PyData Global 2022

sktime - python toolbox for time series: pipelines and transformers
12-01, 11:30–13:00 (UTC), Workshop/Tutorial I

sktime is a widely used scikit-learn compatible library for learning with time series. sktime is easily extensible by anyone, and interoperable with the pydata/numfocus stack. sktime has a rich framework for building pipelines across multiple learning tasks that it supports, including forecasting, time series classification, regression, clustering. This tutorial explains basic and advanced sktime pipeline constructs, and introduces in detail the time series transformer which is the main component in all types of pipelines. It is a continuation of the sktime introductory tutorial at pydata global 2021.


In time series analysis, often multiple, sometimes repetitive, algorithmic steps are applied to the data.
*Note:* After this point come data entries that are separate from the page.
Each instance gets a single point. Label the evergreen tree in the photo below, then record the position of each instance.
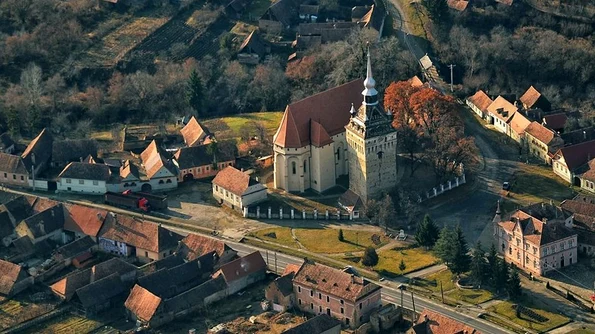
(427, 232)
(195, 92)
(370, 257)
(461, 260)
(513, 284)
(478, 264)
(402, 266)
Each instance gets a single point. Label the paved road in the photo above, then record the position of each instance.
(278, 261)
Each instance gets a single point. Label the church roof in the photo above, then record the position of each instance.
(329, 109)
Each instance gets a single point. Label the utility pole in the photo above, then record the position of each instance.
(451, 66)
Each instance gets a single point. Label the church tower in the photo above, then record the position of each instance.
(371, 145)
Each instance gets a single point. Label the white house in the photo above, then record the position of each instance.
(84, 177)
(237, 189)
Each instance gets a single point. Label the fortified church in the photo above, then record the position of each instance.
(341, 131)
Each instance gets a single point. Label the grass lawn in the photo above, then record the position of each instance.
(282, 236)
(414, 258)
(326, 240)
(554, 320)
(534, 184)
(67, 324)
(229, 127)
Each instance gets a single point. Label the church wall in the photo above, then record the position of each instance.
(323, 167)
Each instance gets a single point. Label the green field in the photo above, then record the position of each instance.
(505, 309)
(414, 258)
(229, 127)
Organising these steps in a clear way to enable flexible deployment on multiple data sets and easily reproduce results. Pipelines offer a solution to this challenge by providing a structure to build flexible sequences of applying time series algorithms. The modular building blocks of pipelines are "transformers" or "transformations" (in the scikit-learn sense) as well as estimators specific to learning tasks, such as forecasters or time series classifiers. The challenge in learning with time series are the many different types of transformations, such as:

  • transformers of a time series to time series, e.g., differencing and detrending
  • transformers of a time series to a row of primitive features/valus in a data frame, e.g., time series summary
  • transformers of a time series to a panel of time series, e.g., bootstrap, sliding window
  • transformers that apply to hierarchical time series, e.g., reconciliation or hierarchical aggregation
  • transformers of a pair of time series to a real number, e.g., time series distances or kernels

sktime provides a framework to distinguish the above, and to use transformers of the various types as components in different types of pipelines, such as:

  • forecasting pipelines, with transformers applied to endogeneous, exogeneous, or output data,
  • time series classification pipelines, with transformers applied to inputs,
  • compositor pipelines for time series distances or parameter estimators,
  • specialized reduction steps consuming different types of transformers and machine learning estimators,
  • and many more.

The design challenge is to formalize transformers in a way that a given type of transformer can be used in multiple types of pipeline, and creating pipelines that can use multipe types of transformers. sktime solves this challenge through the "scientific type" formalism which applies object orientation based typing to the transformers and inputs/outputs. The presentation will also briefly touch on advanced pipelining concepts such as graph pipelines and roadmap items inviting contributions.


Prior Knowledge Expected

No previous knowledge expected

Principal Data Scientist and Practice Lead at GfK.

Founder and core developer of the sktime python toolbox for machine learning with time series.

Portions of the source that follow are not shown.